Hace más de treinta años el muchacho Germán veía con ojos de amor a la niña Zully Ramos Baldiris siempre que ella venía a visitar a su abuela en la casa de Tripita y Media. Verla lo llenaba de una alegría enorme. La saludaba de lejos y por dentro se decía: —Ella va a ser mi esposa—. Entre la estirpe de Zully están Carlota Barrios Bolívar y María Luisa Bolívar, de quien se afirma que tuvo decenas de casas en el barrio.
“Nos conocimos un día en que los de su colegio vinieron al mío a practicar danzas. Comenzamos un noviazgo y a mis diecisiete años comenzamos a vivir juntos”, resume Zully.
Había que inventar algo para generar ingresos. “Cuando Zully tenía veinte años y yo veintitrés comenzamos con el puesto de perros calientes aquí mismo, al frente de La Trinidad. Era 1989. Una de las pioneras e inspiración fue la señora Pachita, que tenía un carro de chorizos en la misma acera. Su marido, don Hugo Sierra, que murió hace poco, se le comía casi toda la producción”, recuerda Germán, entre otras anécdotas.
“No éramos muy optimistas, por la inseguridad del barrio. Sin embargo, con el respaldo de los vecinos, incluso los que se dedicaban a la delincuencia, nos empezó a ir bien. Abríamos hasta bien tarde y la gente podía llegar a lo hora que fuera. También fuimos ganando cierto liderazgo en el barrio, al punto que Zully fue elegida edil de la localidad entre 1999 y 2000. Ahí se consiguieron recursos para restaurar la plaza”.

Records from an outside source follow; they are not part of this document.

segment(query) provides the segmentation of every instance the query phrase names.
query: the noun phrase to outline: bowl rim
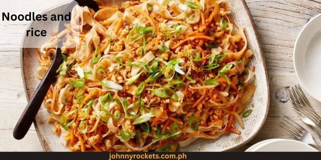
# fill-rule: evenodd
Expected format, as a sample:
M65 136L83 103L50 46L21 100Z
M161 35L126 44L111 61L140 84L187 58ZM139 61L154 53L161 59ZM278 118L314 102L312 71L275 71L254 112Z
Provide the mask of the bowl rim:
M269 111L270 109L270 97L271 95L270 95L270 84L269 82L269 76L268 74L267 70L266 68L266 66L265 62L265 59L264 57L264 55L263 53L263 51L262 49L262 44L261 42L261 41L260 40L258 34L257 33L257 30L256 29L256 27L255 25L254 24L254 21L253 20L253 18L252 16L251 13L250 12L250 10L248 8L248 7L247 5L247 4L245 0L239 0L241 1L243 5L244 5L244 8L245 8L245 10L246 11L246 16L248 17L250 21L250 25L251 26L251 28L252 28L254 29L254 33L255 35L255 37L254 38L256 39L256 41L257 42L258 44L258 45L259 46L259 53L260 54L260 60L261 61L262 64L263 65L263 67L264 68L264 72L266 76L265 77L265 80L266 82L266 90L267 90L267 99L266 100L266 103L265 106L266 106L266 110L265 110L265 114L264 115L264 117L263 118L261 119L262 121L261 124L260 125L257 127L257 129L256 131L254 131L253 134L252 134L251 135L249 136L249 137L247 137L247 139L242 142L236 145L232 146L228 148L227 148L223 149L222 149L221 150L218 151L231 151L235 149L236 149L239 148L245 144L248 143L250 141L252 140L258 134L260 130L262 128L263 125L264 124L265 122L266 121L266 119L267 118L268 116L268 115ZM61 7L62 6L64 6L65 5L68 5L70 3L70 2L64 2L60 4L59 4L56 6L52 7L49 8L48 9L47 9L42 12L41 14L43 14L49 12L51 10L56 9L57 8ZM32 23L34 22L33 21L31 22L27 26L27 28L30 28L30 26L32 24ZM22 82L23 84L23 87L24 89L24 92L25 95L26 95L26 98L28 102L29 102L29 99L30 97L28 96L28 92L27 92L27 86L25 83L25 78L24 77L24 75L23 74L24 73L24 67L23 66L23 50L25 49L25 48L23 48L22 47L23 46L23 44L24 43L25 41L25 40L26 38L26 33L25 33L24 34L23 36L23 37L22 39L22 41L21 46L21 48L20 48L20 64L22 66L21 67L21 75L22 77ZM36 129L36 132L37 133L37 135L38 136L38 138L39 139L39 140L40 141L40 143L41 144L41 147L43 149L44 151L49 151L51 152L52 151L52 150L50 148L50 147L49 146L49 145L47 143L46 141L43 138L43 137L40 133L40 132L39 132L39 130L40 129L39 126L38 126L38 123L37 122L37 120L36 119L35 119L34 120L33 124L35 126L35 128Z
M305 90L313 98L317 100L317 101L321 102L321 98L317 98L315 97L315 96L312 95L311 94L311 92L309 92L309 91L307 89L306 87L304 86L304 85L303 85L303 83L302 83L302 81L301 79L300 78L300 77L299 76L299 74L298 74L298 68L296 67L296 63L295 62L295 57L297 56L297 55L298 54L299 54L297 53L296 51L297 50L297 48L298 47L298 43L299 40L300 39L302 38L302 34L303 32L305 30L307 27L308 26L310 23L312 22L312 21L315 20L316 19L318 18L319 17L321 16L321 13L319 13L318 14L315 16L311 18L308 22L304 26L303 26L303 28L300 31L300 32L298 36L298 37L297 37L296 40L295 40L295 43L294 44L294 46L293 48L293 66L294 68L294 71L295 72L295 74L297 76L297 77L298 78L298 80L299 80L299 83L301 86L302 86L304 90Z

“En 2002, luego de doce años con el carro quisimos formalizar el negocio y decidimos, con la ayuda de Claudia Mendoza, abrir el Café de la Trinidad. Nuestro compromiso con el barrio nunca cesó, incluso en un momento descuidamos un poco el restaurante para entrar en la política en una labor social como los deportes o el concurso de belleza, siempre con muy buen apoyo de la comunidad”.
“El cambio del carro callejero a restaurante fue un reto muy grande. Tuvimos que contratar a más personas para dar abasto con los pedidos y la clientela, o para que nos enseñarán a diseñar una carta, o administrar la producción; todo lo que significa gestionar un restaurante”.
Tuvieron que adaptar la carta. “Un extranjero acostumbrado a las hamburguesas no viene acá para comer lo mismo. Busca algo más local. Otros acostumbran a comer con vino o a tomar tequila al inicio de las comidas, también están las personas vegetarianas; costumbres que no se ven mucho entre los cartageneros”, dice Zully. La base actual de la carta del Café de la Trinidad es una combinación de comida italiana y comida caribe colombiana.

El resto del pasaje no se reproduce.